When it comes to investments to build wealth in Malaysia, no other method is as popular as property investing, be it residential or commercial land/buildings or lots. However, properties are also an integral part of people’s lives, as places of living & places of work.
Therefore, although property investment is allowed, the government is also required to keep the property speculators in check to let people have the chance to own their own property (usually their 1st house). Hence, the introduction of Real Property Gains Tax (RPGT), or Cukai Keuntungan Harta Tanah (CKHT) in Malay, a capital tax governed by LHDN to curb property speculation.
In this series of blogs, we will introduce to you the basic aspects of RPGT. This blog will cover the definitions & calculations to arrive at a chargeable gain.
We must 1st determine what is considered “real property” and chargeable to RPGT. As mentioned above, LHDN considers all land & building (even parts of a larger building) as real property and chargeable to RPGT, regardless of their use as residential or commercial. This means landed properties, office spaces, shop lots, farmland etc.
LHDN also considers real property companies (RPC) as real property and chargeable to RPGT. RPCs are companies whose total tangible asset is mostly (≥75%) made up of real property or shares in another RPC.
Any disposals of these assets will be chargeable, and an RPGT assessment has to be filed with LHDN within 60 days of the disposal date. The gains will be assessed in the year of the disposal. The date of disposal is clearly defined by LHDN, as it affects the tax rate applied by the disposer.
“Date of disposal” is the date of agreement if a written agreement of disposal is made. In case no written agreement is made, the disposal date will be the earlier of:
- the date on which ownership of the asset is transferred by the disposer; or - the date on which all consideration for the transfer has been received by the disposer.
“Date of acquisition” meanwhile, is simply the date of disposal of the disposer who transferred the asset to the acquirer.
To allow for a fairer assessment, LHDN allow some expenses to be deductible when arriving at the chargeable gains of which the RPGT rate will be applied to.
On the disposal side, the consideration received in money/money’s worth for the disposal of the asset can be reduced by:
- incidental costs of disposal such as fees & commissions for professional services; and
- expenditure incurred to preserve or enhance the value of the asset; and
- expenditure incurred to preserve or defend the disposer’s title/right over the asset.
The final figure arrived from this calculation is the disposal price.
On the acquisition side, consideration paid in money/money’s worth for the acquisition of the asset will be increased by the incidental cost of acquisition such as fees & commissions for professional services, but will be reduced by:
- a depreciation of an asset (that is already charged to income tax); and
- compensation received for damage to the asset (including insurance payouts); and - deposit forfeited by previously cancelled disposal.
The final figure arrived from this calculation is the acquisition price.

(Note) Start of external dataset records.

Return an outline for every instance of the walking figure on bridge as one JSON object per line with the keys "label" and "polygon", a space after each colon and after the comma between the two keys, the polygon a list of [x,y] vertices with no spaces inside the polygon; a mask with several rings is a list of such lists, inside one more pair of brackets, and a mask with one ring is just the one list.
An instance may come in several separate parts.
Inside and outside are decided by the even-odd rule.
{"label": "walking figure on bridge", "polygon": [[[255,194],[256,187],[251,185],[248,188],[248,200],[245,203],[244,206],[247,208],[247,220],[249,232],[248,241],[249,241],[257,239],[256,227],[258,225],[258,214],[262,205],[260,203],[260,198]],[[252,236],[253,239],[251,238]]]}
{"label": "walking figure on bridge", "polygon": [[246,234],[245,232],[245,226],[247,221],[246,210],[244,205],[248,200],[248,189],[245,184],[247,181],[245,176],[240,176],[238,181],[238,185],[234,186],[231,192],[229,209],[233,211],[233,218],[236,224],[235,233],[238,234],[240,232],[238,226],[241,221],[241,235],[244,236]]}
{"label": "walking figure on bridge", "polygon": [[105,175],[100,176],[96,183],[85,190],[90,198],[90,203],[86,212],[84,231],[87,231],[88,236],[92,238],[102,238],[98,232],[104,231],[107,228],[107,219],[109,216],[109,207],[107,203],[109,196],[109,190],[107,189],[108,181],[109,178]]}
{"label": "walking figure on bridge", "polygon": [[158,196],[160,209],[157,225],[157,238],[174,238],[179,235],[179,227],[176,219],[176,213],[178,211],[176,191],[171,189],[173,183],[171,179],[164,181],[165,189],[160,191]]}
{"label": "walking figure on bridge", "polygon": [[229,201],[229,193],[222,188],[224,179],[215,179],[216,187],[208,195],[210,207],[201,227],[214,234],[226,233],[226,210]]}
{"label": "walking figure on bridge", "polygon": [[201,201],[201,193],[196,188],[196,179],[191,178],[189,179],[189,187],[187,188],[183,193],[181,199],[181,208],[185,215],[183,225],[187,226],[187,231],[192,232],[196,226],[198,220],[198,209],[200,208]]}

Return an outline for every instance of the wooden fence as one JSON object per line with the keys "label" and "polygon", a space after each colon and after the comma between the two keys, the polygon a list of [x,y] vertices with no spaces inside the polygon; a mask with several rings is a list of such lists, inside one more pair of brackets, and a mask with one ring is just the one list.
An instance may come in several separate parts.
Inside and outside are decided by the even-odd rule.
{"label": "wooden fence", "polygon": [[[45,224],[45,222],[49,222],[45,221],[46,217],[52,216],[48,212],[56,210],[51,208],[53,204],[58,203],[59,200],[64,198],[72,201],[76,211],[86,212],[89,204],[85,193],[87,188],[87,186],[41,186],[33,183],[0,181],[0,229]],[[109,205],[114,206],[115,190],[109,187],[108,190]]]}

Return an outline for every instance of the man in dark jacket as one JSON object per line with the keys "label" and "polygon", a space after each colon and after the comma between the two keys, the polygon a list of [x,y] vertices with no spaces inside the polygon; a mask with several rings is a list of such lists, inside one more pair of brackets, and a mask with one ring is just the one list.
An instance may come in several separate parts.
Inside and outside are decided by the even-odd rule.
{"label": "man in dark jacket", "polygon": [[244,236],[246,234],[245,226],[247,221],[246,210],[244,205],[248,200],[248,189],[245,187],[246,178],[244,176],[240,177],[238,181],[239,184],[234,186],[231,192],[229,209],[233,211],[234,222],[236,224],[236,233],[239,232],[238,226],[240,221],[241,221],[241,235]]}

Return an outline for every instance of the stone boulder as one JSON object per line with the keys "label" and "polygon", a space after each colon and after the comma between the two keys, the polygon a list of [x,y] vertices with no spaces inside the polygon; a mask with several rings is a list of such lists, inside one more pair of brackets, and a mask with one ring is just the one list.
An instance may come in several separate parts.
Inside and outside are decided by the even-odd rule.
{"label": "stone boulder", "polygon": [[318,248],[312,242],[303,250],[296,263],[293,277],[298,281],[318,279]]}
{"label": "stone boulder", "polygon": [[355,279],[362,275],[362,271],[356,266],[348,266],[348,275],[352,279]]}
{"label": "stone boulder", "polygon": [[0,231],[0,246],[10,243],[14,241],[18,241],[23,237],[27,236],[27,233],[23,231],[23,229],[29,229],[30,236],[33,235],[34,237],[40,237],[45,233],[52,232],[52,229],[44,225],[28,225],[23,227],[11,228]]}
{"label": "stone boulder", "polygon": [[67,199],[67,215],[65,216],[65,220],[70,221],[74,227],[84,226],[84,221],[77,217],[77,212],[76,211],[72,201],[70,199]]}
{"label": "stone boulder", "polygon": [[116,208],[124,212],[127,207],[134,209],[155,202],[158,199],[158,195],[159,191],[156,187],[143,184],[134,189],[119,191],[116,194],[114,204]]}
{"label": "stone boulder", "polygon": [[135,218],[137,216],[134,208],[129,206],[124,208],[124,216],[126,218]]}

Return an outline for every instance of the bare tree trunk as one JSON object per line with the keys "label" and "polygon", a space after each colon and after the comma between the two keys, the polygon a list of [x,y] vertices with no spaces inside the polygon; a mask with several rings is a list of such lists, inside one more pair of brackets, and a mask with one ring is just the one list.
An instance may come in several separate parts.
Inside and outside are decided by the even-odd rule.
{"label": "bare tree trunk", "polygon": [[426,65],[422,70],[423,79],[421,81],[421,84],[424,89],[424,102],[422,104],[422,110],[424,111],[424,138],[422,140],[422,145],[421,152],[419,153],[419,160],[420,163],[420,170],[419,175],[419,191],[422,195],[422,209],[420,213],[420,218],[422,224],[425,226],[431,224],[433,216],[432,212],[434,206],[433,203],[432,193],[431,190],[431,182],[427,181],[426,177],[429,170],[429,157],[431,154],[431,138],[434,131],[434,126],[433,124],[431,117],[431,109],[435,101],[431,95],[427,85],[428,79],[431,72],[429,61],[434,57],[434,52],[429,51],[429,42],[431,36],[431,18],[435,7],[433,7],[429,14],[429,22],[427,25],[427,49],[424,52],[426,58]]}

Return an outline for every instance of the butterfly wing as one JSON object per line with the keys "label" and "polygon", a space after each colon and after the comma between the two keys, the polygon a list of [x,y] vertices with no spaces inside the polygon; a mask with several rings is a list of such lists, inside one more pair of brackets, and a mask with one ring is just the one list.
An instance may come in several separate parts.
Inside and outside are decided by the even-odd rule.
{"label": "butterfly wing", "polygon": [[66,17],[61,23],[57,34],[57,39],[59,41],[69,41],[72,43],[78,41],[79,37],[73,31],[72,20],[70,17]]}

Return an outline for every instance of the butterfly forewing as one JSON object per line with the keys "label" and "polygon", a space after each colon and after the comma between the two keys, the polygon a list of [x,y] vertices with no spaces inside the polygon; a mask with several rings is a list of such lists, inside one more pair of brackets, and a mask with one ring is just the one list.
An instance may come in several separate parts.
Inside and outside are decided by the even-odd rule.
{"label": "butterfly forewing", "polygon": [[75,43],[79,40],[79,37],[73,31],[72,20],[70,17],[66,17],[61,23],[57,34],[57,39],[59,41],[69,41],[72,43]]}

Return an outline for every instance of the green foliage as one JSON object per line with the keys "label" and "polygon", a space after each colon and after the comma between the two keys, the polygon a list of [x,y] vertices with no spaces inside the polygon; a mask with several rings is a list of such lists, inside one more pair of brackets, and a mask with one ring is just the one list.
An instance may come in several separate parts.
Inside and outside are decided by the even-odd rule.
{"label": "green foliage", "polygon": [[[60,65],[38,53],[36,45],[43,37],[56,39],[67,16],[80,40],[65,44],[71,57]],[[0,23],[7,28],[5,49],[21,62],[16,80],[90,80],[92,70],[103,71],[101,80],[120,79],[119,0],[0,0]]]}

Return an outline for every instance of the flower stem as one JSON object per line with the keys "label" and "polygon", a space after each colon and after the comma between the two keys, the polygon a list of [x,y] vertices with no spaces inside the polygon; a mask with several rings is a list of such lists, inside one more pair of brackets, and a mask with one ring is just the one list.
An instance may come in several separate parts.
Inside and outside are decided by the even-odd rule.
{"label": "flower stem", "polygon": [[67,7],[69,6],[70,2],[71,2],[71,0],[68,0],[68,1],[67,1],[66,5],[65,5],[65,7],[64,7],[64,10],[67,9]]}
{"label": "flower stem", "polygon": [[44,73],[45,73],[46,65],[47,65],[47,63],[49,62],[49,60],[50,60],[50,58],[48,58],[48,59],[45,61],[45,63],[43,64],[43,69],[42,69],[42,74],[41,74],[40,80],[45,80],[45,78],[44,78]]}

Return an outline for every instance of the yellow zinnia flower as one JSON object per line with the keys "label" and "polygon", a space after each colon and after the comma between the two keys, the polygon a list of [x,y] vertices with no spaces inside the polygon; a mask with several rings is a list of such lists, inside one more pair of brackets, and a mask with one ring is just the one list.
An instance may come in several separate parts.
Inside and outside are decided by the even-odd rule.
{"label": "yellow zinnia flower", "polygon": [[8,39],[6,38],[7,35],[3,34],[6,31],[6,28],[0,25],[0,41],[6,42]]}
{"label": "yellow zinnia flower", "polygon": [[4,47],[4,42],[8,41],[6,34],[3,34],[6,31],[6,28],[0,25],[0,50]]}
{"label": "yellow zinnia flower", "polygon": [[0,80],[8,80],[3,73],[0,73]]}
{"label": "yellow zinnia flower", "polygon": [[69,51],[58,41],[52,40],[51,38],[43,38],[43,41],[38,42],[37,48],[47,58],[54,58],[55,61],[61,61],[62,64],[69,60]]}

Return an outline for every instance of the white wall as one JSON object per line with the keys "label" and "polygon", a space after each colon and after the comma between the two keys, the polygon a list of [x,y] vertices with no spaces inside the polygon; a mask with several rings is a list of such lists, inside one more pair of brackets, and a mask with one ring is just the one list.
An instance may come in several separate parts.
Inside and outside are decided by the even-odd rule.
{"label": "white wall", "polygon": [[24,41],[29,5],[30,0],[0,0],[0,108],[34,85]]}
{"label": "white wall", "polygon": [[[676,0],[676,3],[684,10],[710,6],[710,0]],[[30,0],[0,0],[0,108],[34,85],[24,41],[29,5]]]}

The difference between the disposal price & acquisition price is the chargeable gain, which will then be applied to the associated RPGT rate. In case the acquisition price is larger than the disposal price, an allowable loss will arise.
Such allowable loss shall be allowed as a reduction to reduce the total chargeable gain of a person for a year of assessment in which the disposal was made.
The loss will be absorbed by any chargeable gains within the year in priority, with the remainder of losses carried forward until fully absorbed.
RPGT is a massive consideration when purchasing property, either for use or merely as an investment. The consequences of not submitting RPGT returns or submitting incorrect returns can be severe, as the penalties charged are scaled to the transaction amount. When dealing with properties, which often value in the ten/hundred thousand or even millions, the penalties will quickly rack up. Therefore, it is imperative that you are well aware of the RPGT filing and the associated rates.